A revista New Yorker repete que Trump é uma séria ameaça que já provocou gravíssimos danos à imagem dos EUA no mundo. Vários dos seus colunistas apelam à resistência, que aparentemente se está formar. A Procuradora-Geral foi ontem despedida por se recusar a pôr em prática a ordem de Trump. Juízes condenaram a decisão e a sociedade civil – desde logo advogados que correram para os aeroportos para defender os excluídos – reagiu com força à ordem de proibição e deportação de refugiados. Mas, 50% dos americanos ainda consideram positiva a presidência de Trump, apesar desta ser a mais baixa percentagem de apoio na história dos primeiros dias de um presidente. Ou seja, os que o elegeram continuam a pensar que Trump mantém intacta a sua sanidade mental.

É esclarecedora a análise feita em outubro de 2016 a partir de fontes públicas pelo médico e investigador canadiano Gabor Maté, especialista em dependência de drogas, stress e desenvolvimento infantil, à psique de Trump e Hillary Clinton. Maté encontra muitas semelhanças entre os dois e problemas com origem em infâncias muito duras. Maté escreve no seu blog que há consenso quase unânime sobre as questões psiquiátricas de Trump. Desordem de personalidade narcisista, segundo psicólogos citados na revista Vanity Fair. Outros diagnosticaram Trump como um caso severo de desordem de défice de atenção e, segundo, Tony Schwartz, o escritor sombra de “The Art of Deal”, Trump também sofre de mitomania: acredita nas suas próprias mentiras.

Maté acrescenta que aquilo que percebemos como sendo uma personalidade adulta, muitas vezes reflete compensações que uma criança desamparada adota sem intencionalidade de modo a sobreviver. Essas adaptações podem ficar a residir no cérebro e persistir na idade adulta. Trump manifesta trauma de infância, diz Maté. Aliás, Trump diz que não se lembra da infância e que prefere não se auto-analisar porque tem medo de não gostar do que poderá descobrir. Hillary Clinton também demonstra uma história de sofrimento precoce, diz Maté, mesmo que mais sustida, desde logo às mãos de uma mãe autoritária.

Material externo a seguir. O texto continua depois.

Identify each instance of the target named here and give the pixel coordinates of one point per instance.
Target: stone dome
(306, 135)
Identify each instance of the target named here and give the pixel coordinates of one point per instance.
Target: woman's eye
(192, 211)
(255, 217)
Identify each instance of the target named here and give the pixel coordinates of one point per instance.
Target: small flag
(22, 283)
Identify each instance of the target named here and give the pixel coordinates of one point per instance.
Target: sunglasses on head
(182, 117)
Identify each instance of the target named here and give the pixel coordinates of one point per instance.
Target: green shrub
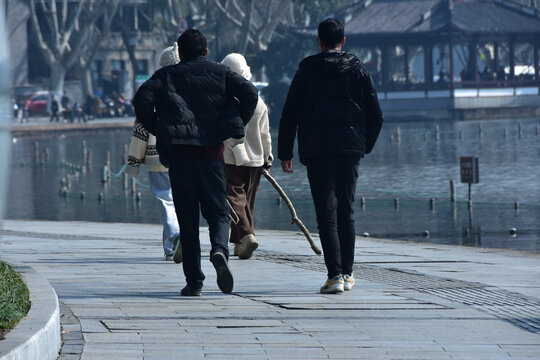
(14, 297)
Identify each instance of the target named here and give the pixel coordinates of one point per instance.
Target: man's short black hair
(331, 32)
(192, 43)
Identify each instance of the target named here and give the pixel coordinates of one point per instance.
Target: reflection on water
(404, 183)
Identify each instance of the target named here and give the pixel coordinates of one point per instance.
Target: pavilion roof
(387, 17)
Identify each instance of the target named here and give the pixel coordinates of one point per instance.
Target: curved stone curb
(37, 336)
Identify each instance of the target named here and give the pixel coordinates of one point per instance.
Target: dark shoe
(177, 251)
(249, 245)
(188, 291)
(224, 275)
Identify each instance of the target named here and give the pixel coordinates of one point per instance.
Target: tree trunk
(56, 84)
(86, 81)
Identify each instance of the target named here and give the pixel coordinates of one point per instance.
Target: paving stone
(129, 304)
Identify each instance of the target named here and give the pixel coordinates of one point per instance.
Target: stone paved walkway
(411, 300)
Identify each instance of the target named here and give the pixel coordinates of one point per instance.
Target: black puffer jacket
(197, 102)
(333, 104)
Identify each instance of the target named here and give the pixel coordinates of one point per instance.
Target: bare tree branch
(227, 14)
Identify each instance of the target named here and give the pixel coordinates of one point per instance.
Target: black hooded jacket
(333, 104)
(198, 102)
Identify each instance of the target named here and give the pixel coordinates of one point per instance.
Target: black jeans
(333, 184)
(195, 183)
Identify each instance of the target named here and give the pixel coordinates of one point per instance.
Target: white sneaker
(348, 282)
(249, 244)
(177, 257)
(333, 286)
(237, 247)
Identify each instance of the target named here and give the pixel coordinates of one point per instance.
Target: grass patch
(14, 298)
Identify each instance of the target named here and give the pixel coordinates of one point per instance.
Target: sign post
(469, 172)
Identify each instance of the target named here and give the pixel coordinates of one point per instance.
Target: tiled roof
(431, 16)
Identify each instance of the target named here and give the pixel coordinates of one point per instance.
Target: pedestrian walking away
(333, 105)
(245, 159)
(142, 150)
(199, 104)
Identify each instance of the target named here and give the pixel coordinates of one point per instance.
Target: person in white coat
(142, 150)
(245, 159)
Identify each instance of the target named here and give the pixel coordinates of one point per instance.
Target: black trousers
(199, 183)
(333, 183)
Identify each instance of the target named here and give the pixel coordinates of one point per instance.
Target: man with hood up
(333, 105)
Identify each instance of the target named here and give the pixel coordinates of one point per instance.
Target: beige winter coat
(255, 149)
(142, 150)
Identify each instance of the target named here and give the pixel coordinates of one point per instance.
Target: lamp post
(6, 109)
(131, 45)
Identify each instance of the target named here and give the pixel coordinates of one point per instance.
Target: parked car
(37, 103)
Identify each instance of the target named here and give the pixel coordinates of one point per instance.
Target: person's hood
(331, 62)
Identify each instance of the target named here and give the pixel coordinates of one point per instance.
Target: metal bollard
(126, 181)
(133, 186)
(105, 177)
(125, 155)
(36, 151)
(452, 190)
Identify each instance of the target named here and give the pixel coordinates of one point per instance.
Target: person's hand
(286, 166)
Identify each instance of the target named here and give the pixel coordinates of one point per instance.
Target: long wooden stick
(295, 219)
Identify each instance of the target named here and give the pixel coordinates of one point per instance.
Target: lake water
(413, 162)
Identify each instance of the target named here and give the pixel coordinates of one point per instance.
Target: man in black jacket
(333, 104)
(194, 112)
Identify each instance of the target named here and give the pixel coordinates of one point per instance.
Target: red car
(37, 103)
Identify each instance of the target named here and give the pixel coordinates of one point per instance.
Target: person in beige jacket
(142, 150)
(245, 159)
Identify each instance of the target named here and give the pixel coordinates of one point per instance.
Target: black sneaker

Em junho de 2016 escrevi no Económico que era mau para Portugal se Trump viesse a ser eleito, como tudo indicava, mas poucos acreditavam. Omnisciente foi o cineasta Michael Moore que, não só acertou na vitória de Trump como indicou, creio que também em junho, exatamente quais os estados onde iria ganhar e porquê. Na verdade, Moore analisou informação sobre as movimentações da campanha de Trump, a que a campanha de Hillary Clinton também teria acesso, mas à qual não deu importância – não fez sequer campanha nesses estados críticos.

Naquele junho, o herdeiro de negócios de construção civil e casinos já conseguira convencer, segundo as sondagens, cerca de metade do eleitorado dos EUA a elegê-lo Presidente em Novembro. Muitos acreditaram que se Trump chegasse a presidente “mudaria” para “normal”. Mas, como então alertei, ele mesmo garantia que não mudaria. E não mudou. Pelo que não entendo tanto espanto. Será ingenuidade ou apenas “wishfull thinking”? Ou outra coisa pior?

Como disse na segunda-feira em Londres Guy Verhofstadt, antigo primeiro-ministro belga e deputado europeu, depois da Rússia e do ISIL, a divisão e enfraquecimento da Europa é também objetivo declarado de Trump. Mantenhamos a esperança de que a metade “America the Beautiful” se reafirmará assim que o Estado de direito torne possível pôr termo à loucura antidemocrática e antiocidente de Trump e que a Europa se mantenha firme, unida e o mais bem armada possível.